Os períodos estivais tinham os seus rituais, recorda o marido. «Durante alguns anos íamos para casa de uns ingleses na Manta Rota, no Algarve. Era quando aquilo era bom, não havia ainda estes novos veraneantes. Mas houve muitas viagens e houve ainda Guéthary, no País Basco francês, perto de St. Jean de Luz e de Biarritz, «onde passámos férias durante vinte anos, sempre em Setembro», nuns anos com as netas, noutros o neto. «Mas a Maria Agustina não gostava de praia, nem de mar, nem de rio.» E às tantas ela ficava lá quinze dias e voltava e eu ficava lá mais uma semana ou quinze dias. Ela lá não trabalhava, mas às vezes escrevia textos para conferências, porque fez várias em Bayonne, como também fez em Bordéus.» Era um tempo de outras atividades, talvez até de um banho de civilização. «Íamos sempre de carro – tive quatro Volkswagen Carocha – e a Maria Agustina às vezes ia de avião e também vinha de avião, porque se cansava.».

O reconhecimento

São inúmeros os prémios que distinguiram Agustina – o Nobel chegou a ser coisa falada, mas nunca o procurou. O reconhecimento chegou de todo o lado, mesmo dos que, politicamente, não gostavam de admitir, depois do 25 de Abril de 1974, que havia uma grande escritora que não se reclamava de esquerda. Há cartas entre Óscar Lopes e José António Saraiva em que o primeiro, que viria a pertencer ao PCP, não estava muito disposto a colocar Agustina num pedestal. Mas Saraiva convence-o: «Quanto à Agustina gostaria que me desses as tuas razões. Eu considero-a com Fernando Pessoa um dos dois escritores verdadeiramente geniais que Portugal produziu no século xx e creio que todos os outros estão muito, mas muito, abaixo deles. Mais: para mim a Agustina é a maior escritora em prosa de toda a literatura portuguesa, talvez com exceção do Fernão Lopes (…). Não entendo como a podes pôr abaixo do Aquilino.»

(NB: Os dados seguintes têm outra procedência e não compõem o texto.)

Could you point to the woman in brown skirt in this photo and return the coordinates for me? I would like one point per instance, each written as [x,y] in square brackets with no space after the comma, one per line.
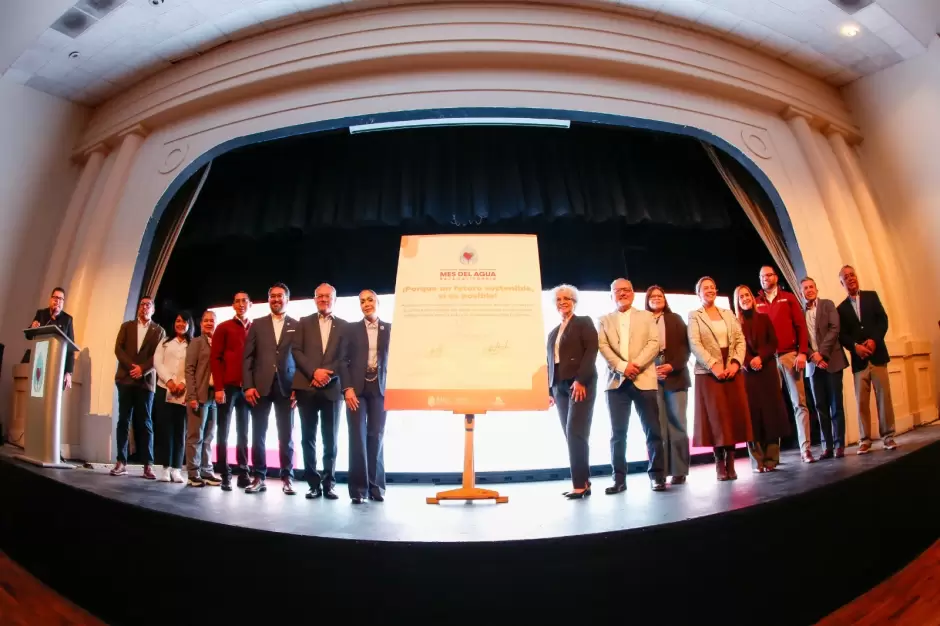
[722,416]
[768,414]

Hoje há uma cátedra com o nome de Agustina em Roma, na Universidade de Tor Vergata – em 2008 já foi Alberto Luís que teve de ir ler o discurso, quando a instituição atribuiu o doutoramento honoris causa à escritora – e há doutoramentos a decorrer sobre a sua obra na Sorbonne parisiense, em Boston, e em vários outros locais por esse mundo fora. Nos círculos literários discute-se a sua obra, dos romances às peças de teatro e às biografias.